The ensemble machine learning model exhibits promising prediction performance for early mortality among HCC patients with bone metastases. With the aid of routinely accessible clinical characteristics, this model can be a trustworthy prognostic tool to predict the early death of those patients and facilitate clinical decision-making.
本研究采用一种整合多种机器学习算法结果的集成机器学习技术,旨在构建一个可靠的模型,以预测骨转移肝细胞癌(HCC)患者的早期死亡率。
我们从监测、流行病学和最终结果(SEER)计划中提取了124770例诊断为肝细胞癌的患者队列,并纳入了1897例被诊断为骨转移的患者队列。生存时间为3个月或更短的患者被视为早期死亡。为比较有早期死亡和无早期死亡的患者,采用了亚组分析。患者被随机分为两组:训练队列(n = 1509,80%)和内部测试队列(n = 388,20%)。在训练队列中,采用五种机器学习技术训练和优化预测早期死亡的模型,并使用集成机器学习技术以软投票的方式生成风险概率,它能够结合多种机器学习算法的结果。本研究采用了内部和外部验证,关键性能指标包括受试者操作特征曲线下面积(AUROC)、Brier评分和校准曲线。选择两家三级医院的患者作为外部测试队列(n = 98)。研究中还进行了特征重要性分析和重新分类。

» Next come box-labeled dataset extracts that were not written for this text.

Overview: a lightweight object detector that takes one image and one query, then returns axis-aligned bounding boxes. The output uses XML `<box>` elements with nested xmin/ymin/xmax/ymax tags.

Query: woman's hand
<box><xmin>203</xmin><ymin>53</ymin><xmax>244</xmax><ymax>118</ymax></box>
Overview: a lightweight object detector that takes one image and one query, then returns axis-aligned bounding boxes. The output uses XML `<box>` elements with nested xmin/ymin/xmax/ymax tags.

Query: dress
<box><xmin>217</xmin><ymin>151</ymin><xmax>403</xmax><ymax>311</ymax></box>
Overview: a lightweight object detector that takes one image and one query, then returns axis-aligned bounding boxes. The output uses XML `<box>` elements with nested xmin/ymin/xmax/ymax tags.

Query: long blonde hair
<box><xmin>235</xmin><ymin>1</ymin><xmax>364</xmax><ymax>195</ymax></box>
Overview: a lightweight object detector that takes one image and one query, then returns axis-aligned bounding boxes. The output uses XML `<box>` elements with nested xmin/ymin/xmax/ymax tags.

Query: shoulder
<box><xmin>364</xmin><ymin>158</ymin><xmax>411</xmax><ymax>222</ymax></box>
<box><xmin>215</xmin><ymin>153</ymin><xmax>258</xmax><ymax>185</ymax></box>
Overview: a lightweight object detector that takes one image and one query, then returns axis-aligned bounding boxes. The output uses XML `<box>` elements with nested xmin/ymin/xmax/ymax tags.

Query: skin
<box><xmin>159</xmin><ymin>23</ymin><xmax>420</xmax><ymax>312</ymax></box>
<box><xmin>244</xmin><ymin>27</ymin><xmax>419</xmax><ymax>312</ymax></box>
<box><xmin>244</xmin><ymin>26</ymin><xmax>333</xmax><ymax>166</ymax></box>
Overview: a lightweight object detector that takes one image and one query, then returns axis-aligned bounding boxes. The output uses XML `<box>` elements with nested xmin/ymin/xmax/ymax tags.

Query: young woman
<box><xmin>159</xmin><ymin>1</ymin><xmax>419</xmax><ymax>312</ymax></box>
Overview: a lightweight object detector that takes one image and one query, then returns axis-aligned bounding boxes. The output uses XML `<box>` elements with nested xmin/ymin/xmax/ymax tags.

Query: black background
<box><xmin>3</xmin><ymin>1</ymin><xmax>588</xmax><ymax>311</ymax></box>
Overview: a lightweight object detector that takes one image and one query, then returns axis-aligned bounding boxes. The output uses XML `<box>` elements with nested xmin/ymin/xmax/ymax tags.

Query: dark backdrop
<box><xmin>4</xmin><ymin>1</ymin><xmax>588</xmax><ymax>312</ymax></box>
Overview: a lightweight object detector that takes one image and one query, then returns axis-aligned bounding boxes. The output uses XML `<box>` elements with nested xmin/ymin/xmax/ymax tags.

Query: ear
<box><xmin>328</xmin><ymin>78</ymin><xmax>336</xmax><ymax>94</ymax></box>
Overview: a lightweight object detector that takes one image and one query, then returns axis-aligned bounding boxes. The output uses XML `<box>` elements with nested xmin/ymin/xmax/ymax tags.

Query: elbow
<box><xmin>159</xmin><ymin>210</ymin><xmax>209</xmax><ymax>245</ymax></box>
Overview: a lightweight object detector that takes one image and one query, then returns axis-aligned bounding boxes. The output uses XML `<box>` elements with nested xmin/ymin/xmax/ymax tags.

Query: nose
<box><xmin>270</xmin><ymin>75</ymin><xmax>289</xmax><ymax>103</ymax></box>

早期死亡率为55.5%(1052/1897)。11项临床特征被纳入机器学习模型的输入特征:性别(p = 0.019)、婚姻状况(p = 0.004)、肿瘤分期(p = 0.025)、淋巴结分期(p = 0.001)、纤维化评分(p = 0.040)、甲胎蛋白水平(p = 0.032)、肿瘤大小(p = 0.001)、肺转移(p < 0.001)、针对癌症的手术(p < 0.001)、放疗(p < 0.001)和化疗(p < 0.001)。集成模型在内部测试人群中的应用产生的AUROC为0.779(95%置信区间[CI]:0.727 - 0.820),这是所有模型中最大的AUROC。此外,在Brier评分方面,集成模型(0.191)优于其他五个机器学习模型。在决策曲线方面,集成模型也显示出良好的临床实用性。外部验证显示了类似的结果;AUROC为0.764,Brier评分为0.195,模型修订后预测性能进一步提高。特征重要性分析表明,基于集成模型,最重要的三个特征是化疗、放疗和肺转移。患者重新分类显示,两个风险组早期死亡的实际概率存在显著差异(74.38%对31.35%,p < 0.001)。根据Kaplan-Meier生存曲线,高风险组患者的生存时间明显短于低风险组患者(p < 0.001)。
集成机器学习模型在预测骨转移HCC患者的早期死亡率方面表现出有前景的预测性能。借助常规可获取的临床特征,该模型可以成为预测这些患者早期死亡并促进临床决策的可靠预后工具。